J'ai écouté attentivement notre rapporteure, mais je vais avoir du mal à la suivre dans ses conclusions. Je crois malheureusement, sans lui faire injure, que l'enfer est pavé de très bonnes intentions. Je m'explique : elle a évoqué tout d'abord l'intervention de l'Union européenne sur le sujet du congé de maternité. Il me semble que l'Europe, dans ce domaine, est à la limite de ses compétences. Si le droit du travail la concerne, le droit de la famille outrepasse ses attributions. J'aurais aimé que les députés européens soient plus prudents car il est très facile de voter un texte quand les conséquences, notamment financières, n'ont pas à être assumées. Je suis prêt à changer d'avis sur la question si l'Europe accorde des subventions à tous les Etats membres, mais je doute que le coût de telles mesures lui permette d'y faire face.
Ensuite, il me semble qu'éloigner encore plus les femmes du monde du travail ne soit pas la bonne orientation politique à suivre. Cette démarche, qui a été communément adoptée dans le passé pour résoudre certains dysfonctionnements du marché du travail, est dangereuse.

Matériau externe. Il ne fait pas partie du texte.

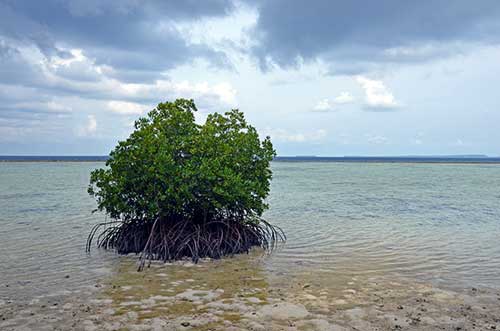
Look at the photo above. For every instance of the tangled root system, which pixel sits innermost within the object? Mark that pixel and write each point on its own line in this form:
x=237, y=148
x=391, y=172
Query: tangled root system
x=167, y=240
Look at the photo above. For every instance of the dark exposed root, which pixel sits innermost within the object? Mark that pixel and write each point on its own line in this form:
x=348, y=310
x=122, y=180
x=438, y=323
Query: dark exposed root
x=168, y=240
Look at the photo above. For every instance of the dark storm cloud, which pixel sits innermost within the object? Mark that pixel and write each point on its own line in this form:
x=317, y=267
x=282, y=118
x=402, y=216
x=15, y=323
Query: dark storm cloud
x=356, y=35
x=130, y=36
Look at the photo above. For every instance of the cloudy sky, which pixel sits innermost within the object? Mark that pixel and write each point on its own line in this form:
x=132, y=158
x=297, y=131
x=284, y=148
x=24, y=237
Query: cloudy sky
x=322, y=77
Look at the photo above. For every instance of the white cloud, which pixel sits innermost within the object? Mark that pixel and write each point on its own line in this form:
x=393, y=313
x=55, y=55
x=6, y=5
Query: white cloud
x=326, y=105
x=323, y=105
x=377, y=95
x=126, y=108
x=89, y=128
x=287, y=136
x=343, y=98
x=377, y=139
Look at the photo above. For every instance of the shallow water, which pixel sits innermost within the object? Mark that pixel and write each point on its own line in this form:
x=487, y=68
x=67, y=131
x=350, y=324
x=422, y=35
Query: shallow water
x=438, y=223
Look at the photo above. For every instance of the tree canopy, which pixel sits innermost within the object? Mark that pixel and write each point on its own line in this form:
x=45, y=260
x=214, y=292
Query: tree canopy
x=173, y=171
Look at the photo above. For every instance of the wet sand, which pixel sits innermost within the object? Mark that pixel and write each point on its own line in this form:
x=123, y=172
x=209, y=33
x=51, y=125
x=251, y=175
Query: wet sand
x=239, y=294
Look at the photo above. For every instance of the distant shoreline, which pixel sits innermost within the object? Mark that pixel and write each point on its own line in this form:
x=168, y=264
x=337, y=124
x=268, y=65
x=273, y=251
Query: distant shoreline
x=344, y=159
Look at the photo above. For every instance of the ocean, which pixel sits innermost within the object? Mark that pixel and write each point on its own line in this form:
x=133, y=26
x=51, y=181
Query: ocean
x=438, y=223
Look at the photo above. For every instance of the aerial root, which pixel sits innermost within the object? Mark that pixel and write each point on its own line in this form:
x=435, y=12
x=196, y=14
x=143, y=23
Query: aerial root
x=168, y=240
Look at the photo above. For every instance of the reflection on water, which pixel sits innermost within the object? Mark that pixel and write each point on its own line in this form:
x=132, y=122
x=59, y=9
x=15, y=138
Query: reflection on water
x=426, y=222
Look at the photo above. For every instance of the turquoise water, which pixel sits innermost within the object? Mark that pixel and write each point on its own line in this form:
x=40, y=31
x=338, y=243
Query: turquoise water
x=428, y=222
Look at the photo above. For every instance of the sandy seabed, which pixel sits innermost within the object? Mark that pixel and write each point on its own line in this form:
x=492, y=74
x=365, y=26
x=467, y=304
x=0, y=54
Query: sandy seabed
x=236, y=294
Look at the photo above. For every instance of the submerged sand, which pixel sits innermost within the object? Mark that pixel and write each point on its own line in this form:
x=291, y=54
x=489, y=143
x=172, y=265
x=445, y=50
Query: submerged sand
x=238, y=294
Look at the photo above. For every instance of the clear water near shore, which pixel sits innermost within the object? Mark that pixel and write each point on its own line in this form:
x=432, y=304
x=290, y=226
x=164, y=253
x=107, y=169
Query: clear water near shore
x=427, y=222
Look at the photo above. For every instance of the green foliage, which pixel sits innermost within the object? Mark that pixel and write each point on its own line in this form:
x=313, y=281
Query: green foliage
x=172, y=169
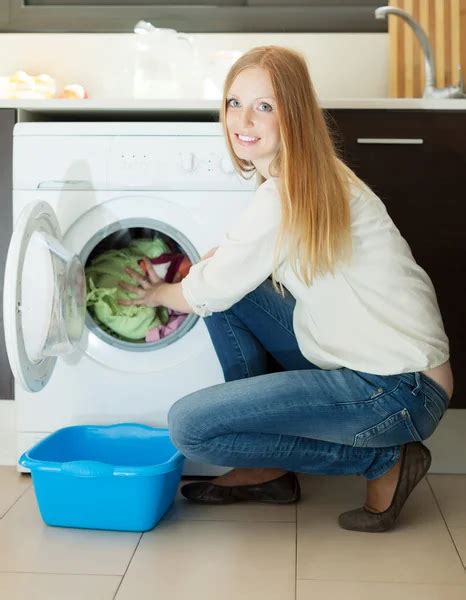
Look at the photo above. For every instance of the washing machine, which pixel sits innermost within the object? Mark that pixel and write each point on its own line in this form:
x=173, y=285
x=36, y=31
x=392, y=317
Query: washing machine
x=79, y=187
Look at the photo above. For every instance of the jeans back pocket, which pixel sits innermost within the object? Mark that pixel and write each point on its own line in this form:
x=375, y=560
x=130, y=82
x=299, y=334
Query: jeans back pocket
x=395, y=430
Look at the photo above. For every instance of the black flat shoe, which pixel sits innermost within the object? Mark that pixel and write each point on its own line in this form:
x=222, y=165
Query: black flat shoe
x=282, y=490
x=415, y=463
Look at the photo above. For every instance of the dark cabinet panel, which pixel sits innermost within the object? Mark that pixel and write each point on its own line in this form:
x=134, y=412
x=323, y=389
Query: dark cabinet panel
x=7, y=121
x=421, y=178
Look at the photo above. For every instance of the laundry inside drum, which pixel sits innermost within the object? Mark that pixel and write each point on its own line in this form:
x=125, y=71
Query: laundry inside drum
x=105, y=268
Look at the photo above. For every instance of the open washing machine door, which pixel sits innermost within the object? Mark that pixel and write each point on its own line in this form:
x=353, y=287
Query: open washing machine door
x=44, y=303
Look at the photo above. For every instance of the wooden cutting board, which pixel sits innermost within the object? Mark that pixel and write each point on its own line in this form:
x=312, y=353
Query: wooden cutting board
x=444, y=21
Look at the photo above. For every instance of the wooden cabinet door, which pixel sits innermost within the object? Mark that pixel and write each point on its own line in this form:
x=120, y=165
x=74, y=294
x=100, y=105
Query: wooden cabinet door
x=7, y=121
x=421, y=178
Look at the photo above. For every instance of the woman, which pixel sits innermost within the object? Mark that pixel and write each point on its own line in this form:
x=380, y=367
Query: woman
x=357, y=330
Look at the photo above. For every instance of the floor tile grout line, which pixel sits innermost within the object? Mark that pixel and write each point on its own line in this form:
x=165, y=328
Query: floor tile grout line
x=60, y=573
x=428, y=583
x=17, y=500
x=127, y=567
x=445, y=521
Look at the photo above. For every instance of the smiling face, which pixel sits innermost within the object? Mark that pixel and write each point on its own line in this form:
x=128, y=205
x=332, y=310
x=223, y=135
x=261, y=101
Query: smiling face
x=251, y=118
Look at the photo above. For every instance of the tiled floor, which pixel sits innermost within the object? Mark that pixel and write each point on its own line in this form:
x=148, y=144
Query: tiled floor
x=243, y=551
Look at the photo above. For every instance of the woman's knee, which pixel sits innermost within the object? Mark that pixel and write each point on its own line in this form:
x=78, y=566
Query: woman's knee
x=185, y=421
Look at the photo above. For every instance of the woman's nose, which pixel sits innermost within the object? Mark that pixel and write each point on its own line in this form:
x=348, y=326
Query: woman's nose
x=246, y=118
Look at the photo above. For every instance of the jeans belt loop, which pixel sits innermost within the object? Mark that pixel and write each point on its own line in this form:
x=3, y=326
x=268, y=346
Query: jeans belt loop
x=417, y=389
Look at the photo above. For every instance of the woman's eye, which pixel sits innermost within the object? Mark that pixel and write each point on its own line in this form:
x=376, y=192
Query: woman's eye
x=265, y=107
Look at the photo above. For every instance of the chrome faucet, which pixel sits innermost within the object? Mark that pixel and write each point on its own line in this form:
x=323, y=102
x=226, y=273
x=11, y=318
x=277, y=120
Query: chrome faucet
x=430, y=89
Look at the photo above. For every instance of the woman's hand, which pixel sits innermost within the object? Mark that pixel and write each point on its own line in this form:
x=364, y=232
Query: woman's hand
x=146, y=288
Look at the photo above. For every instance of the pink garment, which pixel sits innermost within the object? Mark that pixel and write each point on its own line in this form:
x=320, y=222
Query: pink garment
x=174, y=321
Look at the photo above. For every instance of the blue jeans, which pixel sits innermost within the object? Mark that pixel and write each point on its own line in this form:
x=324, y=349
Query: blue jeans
x=300, y=417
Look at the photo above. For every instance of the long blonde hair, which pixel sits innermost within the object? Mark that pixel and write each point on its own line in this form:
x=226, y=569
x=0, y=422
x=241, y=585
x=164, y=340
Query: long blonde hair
x=313, y=181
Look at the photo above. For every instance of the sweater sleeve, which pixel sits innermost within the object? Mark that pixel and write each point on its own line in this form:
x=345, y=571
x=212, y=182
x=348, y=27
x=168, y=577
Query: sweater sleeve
x=243, y=259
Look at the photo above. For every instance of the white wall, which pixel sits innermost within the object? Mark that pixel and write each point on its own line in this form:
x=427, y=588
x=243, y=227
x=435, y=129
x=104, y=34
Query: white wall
x=341, y=64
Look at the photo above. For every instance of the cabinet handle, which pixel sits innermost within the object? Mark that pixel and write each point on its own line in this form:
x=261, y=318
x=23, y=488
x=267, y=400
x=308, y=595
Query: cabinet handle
x=390, y=141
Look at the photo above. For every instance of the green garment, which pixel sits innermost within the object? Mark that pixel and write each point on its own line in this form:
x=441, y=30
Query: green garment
x=102, y=276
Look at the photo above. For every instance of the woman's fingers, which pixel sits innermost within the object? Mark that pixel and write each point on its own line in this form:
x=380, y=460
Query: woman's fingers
x=136, y=302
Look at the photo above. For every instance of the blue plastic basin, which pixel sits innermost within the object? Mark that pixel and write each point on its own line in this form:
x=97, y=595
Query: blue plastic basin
x=122, y=477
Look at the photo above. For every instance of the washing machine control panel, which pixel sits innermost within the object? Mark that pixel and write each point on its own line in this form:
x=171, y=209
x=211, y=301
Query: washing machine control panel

Les mères qui souhaitent travailler ne méritent pas d'être pénalisées par un éloignement croissant du monde du travail. L'allongement du congé de maternité constituera un handicap supplémentaire pour les femmes qui ont déjà du mal à trouver un emploi. Il ne faut pas renforcer la tendance déplacée qu'ont certains employeurs à voir dans les femmes avant tout de futures mères. Cette proposition de loi ne va pas dans le bon sens à cet égard.
Enfin, le problème du coût demeure. L'Union européenne a prudemment proposé que l'indemnisation du congé soit plafonnée, ce qui est déjà le cas dans la plupart des pays. La France est actuellement l'un des pays les plus généreux en la matière. L'Etat membre qui offre le plus long congé de maternité est la Bulgarie, avec cinquante-neuf semaines, mais si faiblement indemnisé qu'il n'en résulte aucun effet positif sur la natalité bulgare ; au contraire les femmes sont de cette façon réduites à la misère.
La question de l'aide aux familles ne sera pas réglée en modifiant la durée du congé de maternité. Il faudrait plutôt aider davantage les familles qui assurent l'avenir du pays, c'est-à-dire celles de trois enfants et plus. Les prestations sociales dont elles bénéficient sont nettement insuffisantes par rapport à leurs charges, comparées à celles des familles ayant peu ou pas d'enfants.
Nous n'avons pas évoqué l'estimation du coût des mesures proposées. Certaines sources avancent le chiffre de plusieurs milliards d'euros. Si c'est avéré, cela viendra s'ajouter au déficit déjà abyssal de l'assurance maladie.
Je ne vois pas non plus l'effet que vos propositions pourront avoir sur l'exercice libéral. Une femme avocate ou médecin ne peut se permettre un long congé de maternité si elle veut conserver sa clientèle. Aucune forme de protection législative ou réglementaire de cette population ne sera efficace. C'est pour toutes ces raisons que je voterai contre ce texte.